The 2011 National Survey on Drug Use and Health, which is based on representative samples of people 12 and older, gives some indicators of cocaine’s decline:

• In 2011, there were 1.4 million cocaine users, about 0.5 percent of the population – down from 2.4 million (1 percent) in 2006.
• The number who first tried cocaine in the prior year dropped from 1 million in 2002 to 670,000 in 2011.
• The number who abused or were dependent on cocaine declined from 1.7 million in 2006 to 0.8 million in 2011.

The ONDCP also noted these encouraging national statistics in releasing its annual estimate this month:

• A 65 percent drop in the rate of people testing positive for cocaine in the workplace (from 72 out of every 10,000 tested in 2006 to 25 in 2012).
• A 44 percent drop in overdose deaths related to cocaine (from 7,448 in 2006 to 4,183 in 2010).

The National Survey on Drug Use and Health, several experts note, is based on interviews and therefore may understate usage levels. It also doesn’t capture data from homeless or incarcerated people.¹

Rachel: Hunts Point, Bronx
Rachel: Hunts Point, Bronx. Courtesy of Chris Arnade.

Rachel paced the block, flip flops slapping plastic echoes against the sidewalk. She could walk through mud like air. Her eyes scanned the night’s street, looking for someone, anyone. Preferably a date.

Her hands played small games of erratic circles by her sides. She hung on a car window, began conversation in the middle instead of the beginning.

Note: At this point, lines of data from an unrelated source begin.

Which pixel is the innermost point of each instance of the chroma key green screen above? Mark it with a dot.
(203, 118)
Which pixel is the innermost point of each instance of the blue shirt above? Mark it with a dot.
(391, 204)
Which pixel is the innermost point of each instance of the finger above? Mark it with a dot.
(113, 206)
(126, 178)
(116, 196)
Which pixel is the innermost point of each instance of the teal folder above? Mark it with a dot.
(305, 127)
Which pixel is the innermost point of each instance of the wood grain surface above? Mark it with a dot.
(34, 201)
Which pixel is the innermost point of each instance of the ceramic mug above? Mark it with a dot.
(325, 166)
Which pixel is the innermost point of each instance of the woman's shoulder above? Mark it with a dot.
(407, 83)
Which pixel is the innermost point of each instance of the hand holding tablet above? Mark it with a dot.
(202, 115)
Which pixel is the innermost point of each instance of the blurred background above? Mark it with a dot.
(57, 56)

“I relapsed today, but so what, you know, I’m clean and sober otherwise. I got a $200 gadget on me if I really wanted to get high. That’s how you know I don’t need coke like that.”

She held up her phone, screen too wide for a pocket, especially a hidden one in skin-tight pants.

She isn’t one of those desperate girls. She played with her turquoise nails, the ring finger studded with glued-on rhinestones.

“I get bored without my kids. They’re away for the summer.”

Kids keep her grounded, keep her coming home to cook dinner and be responsible. Thank god for them. Now that they’re away it’s OK to want to have fun.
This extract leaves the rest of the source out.